Виви помотала головой.
– Не могу я на нее наябедничать. Она – моя лучшая подруга. Но когда ты говорила сегодня о папе, – это слово она почти никогда не использовала и сейчас произнесла его осторожно, будто не верила в свое право на него, – и о морали, я начала думать, что, может быть, надо что-то сделать. Просто я не знаю, что именно.
Шарлотт отложила рукопись и накрыла руку дочери своей. Рука Виви была прохладной и немного влажной от ночного крема, которым ее дочь недавно начала пользоваться.
– Ну да, это моральная дилемма.
– Так это звучит еще хуже.
– Ладно, давай посмотрим на варианты. Ты можешь рассказать об этом учителям.
– Тогда она никогда больше не станет со мной разговаривать. Никто в классе не станет.
– Или ты можешь никому ничего не говорить и просто забыть об этом.
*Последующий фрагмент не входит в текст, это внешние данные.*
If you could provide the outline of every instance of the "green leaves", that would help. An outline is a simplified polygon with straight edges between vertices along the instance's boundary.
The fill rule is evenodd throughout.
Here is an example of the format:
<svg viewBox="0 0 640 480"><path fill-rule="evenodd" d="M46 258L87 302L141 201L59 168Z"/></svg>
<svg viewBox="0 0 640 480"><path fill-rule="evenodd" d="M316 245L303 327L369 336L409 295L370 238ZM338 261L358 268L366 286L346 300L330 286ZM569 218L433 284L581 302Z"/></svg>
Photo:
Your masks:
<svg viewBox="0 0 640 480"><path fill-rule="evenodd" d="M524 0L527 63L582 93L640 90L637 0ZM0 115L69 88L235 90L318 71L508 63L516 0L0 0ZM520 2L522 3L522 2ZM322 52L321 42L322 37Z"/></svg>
– Но что, если она опять это сделает? То есть если в этот раз ей ничего за это не будет, то она решит, что так можно, и в следующий раз сделает то же самое.
– По-моему, ты только что нашла решение проблемы.
– Правда?
– Ты можешь сказать, что никому ничего говорить не будешь, но что так нельзя и если она сделает это в следующий раз, то тебе придется об этом доложить.
Виви на минуту задумалась.
– Не знаю. Похоже на то, будто я пытаюсь легко отделаться. И школьный кодекс не соблюдаю, и, выходит, я не такая уж хорошая подруга.
– Мне кажется, ты очень хорошая подруга. Подумай, ведь ты стараешься спасти ее от преступного будущего. А «легко отделаться» – это, на самом деле, компромисс. Из которых, к сожалению, состоит наша жизнь. А может, и к счастью. Мир не черно-белый. Там, снаружи, сплошь серые тени.
– Ну да, вероятно, – ответила Виви, но без особой убежденности. Потом встала и пошла к двери. Но тут же остановилась и повернулась к матери. – Техниколор.
– Что?
– Если мир не черно-белый, тогда, может, пускай он будет в техниколоре?
Шарлотт широко улыбнулась.
– Я люблю тебя, Вивьен Габриэль Форэ. Люблю ужасно.